Grand echo fut fait à cet article. Est-ce par un effet de mode dans la mouvance des années 68 ? Jusqu’à aujourd’hui, par la démultiplication de l’internet ?
Soulignons d’abord les faiblesses internes de l’article de Lynn White.
1. Faiblesse des arguments scripturaires (réduction de la Bible à la Genèse), de l’analyse christianisme/démocratie et christianisme/économie.
2. En inaugurant le thème du rapport christianisme et écologie, White « chosifie » la religion; il réduit la tradition judéo-chrétienne à une unique interprétation. Certes son interprétation a pu être suivie par des chrétiens, mais il n’est pas possible de généraliser cette attitude. Certains ont entrepris de chercher à vérifier sa thèse, et ont trouvé d’une part des chrétiens engagés sur le plan de l’économie (+ côté protestant) et d’autres indifférents aux questions d’environnement et de nature. Voir le récent ouvrage « anointed with oil » qui fait des chrétiens des Etats-Unis les coresponsables du développement capitaliste (Darren Dochuk, Anointed with Oil: How Christianity and Crude Made Modern America, 688 pages; Basic Books; 2019, $24.99).
Soulignons aussi l’erreur historique de l’historien. Lynn White a été marqué par l’histoire de la technologie au Moyen-Age, et c’est de là qu’il fonde son interprétation. Plusieurs auteurs ont montré que d’autres aspects de la période médiévale n’étant pas mentionnés, la conclusion est hâtive. D’autre-part pour la pluspart des historiens c’est la pensée de la renaissance et la pensée moderne qui ont creuser la séparation que Whyte dénonce en la faisant porter au Moyen-Age. Cela ajoute à l’arrogance de son argumentation.
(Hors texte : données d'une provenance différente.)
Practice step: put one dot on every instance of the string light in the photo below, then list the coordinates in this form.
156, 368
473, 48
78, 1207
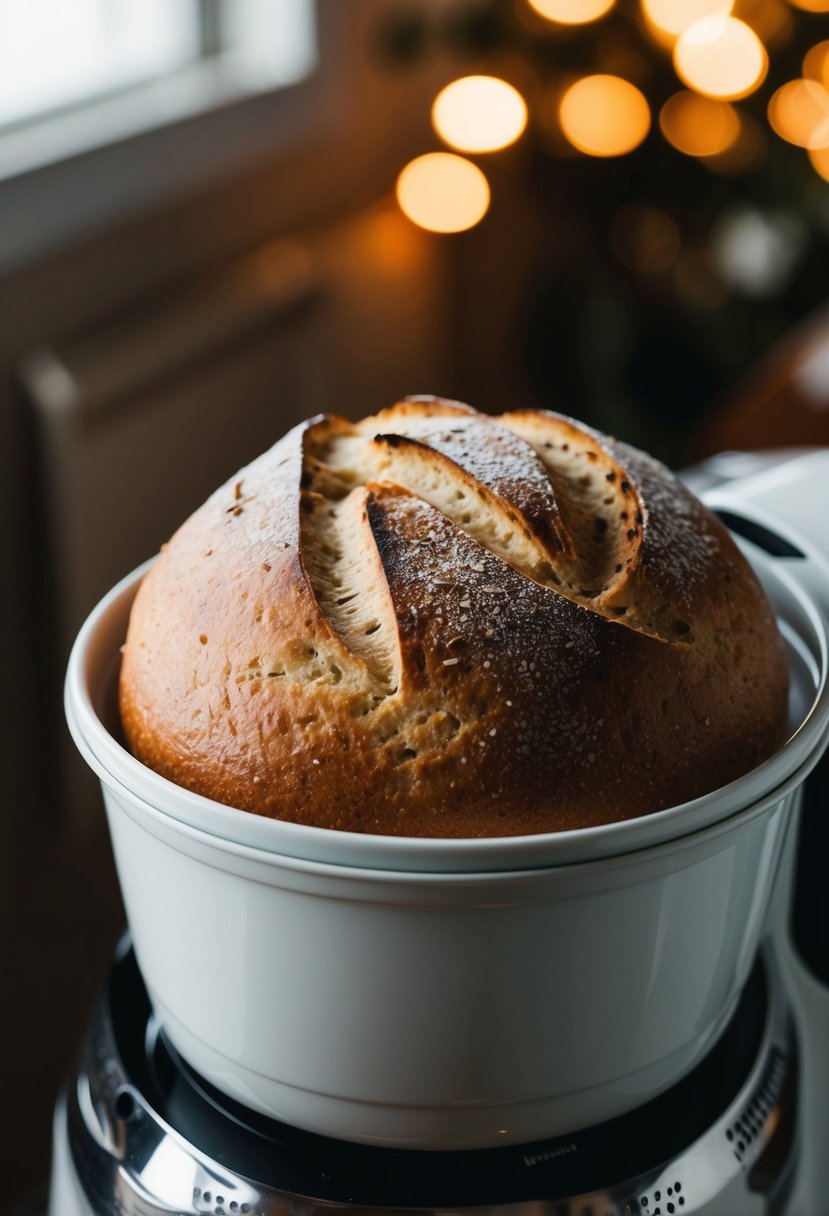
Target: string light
571, 12
443, 192
604, 116
672, 17
479, 113
799, 112
816, 63
698, 125
812, 5
721, 57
Fait est que les chrétiens ont tardé à réagir. Parmi ceux qui ont parlé:
En 2005, Jean Bastaire publie un article dans la revue Études dans lequel il montre que l’Église est restée fidèle au véritable esprit chrétien, jusqu’à ce que, à l’orée de l’époque moderne, se produise une déchristianisation du cosmos, prélude à la déchristianisation de l’homme. On a vu reparaître le vieux dualisme gnostique qui oppose le corps à l'âme, la chair à l'esprit. On a ravivé insidieusement l'antique manichéisme qui condamne la matière et, par conséquent, la création comme l'œuvre d'une puissance mauvaise.
En 2005, Jacques Arnould a répondu également dans une lettre ouverte à Lynn White et à ceux qui s’en réclament.
En 2006, Jean-Paul Maréchal répond par une analyse de l’Ancien Testament et du Nouveau Testament, et par quelques perspectives théologiques concernant le développement durable.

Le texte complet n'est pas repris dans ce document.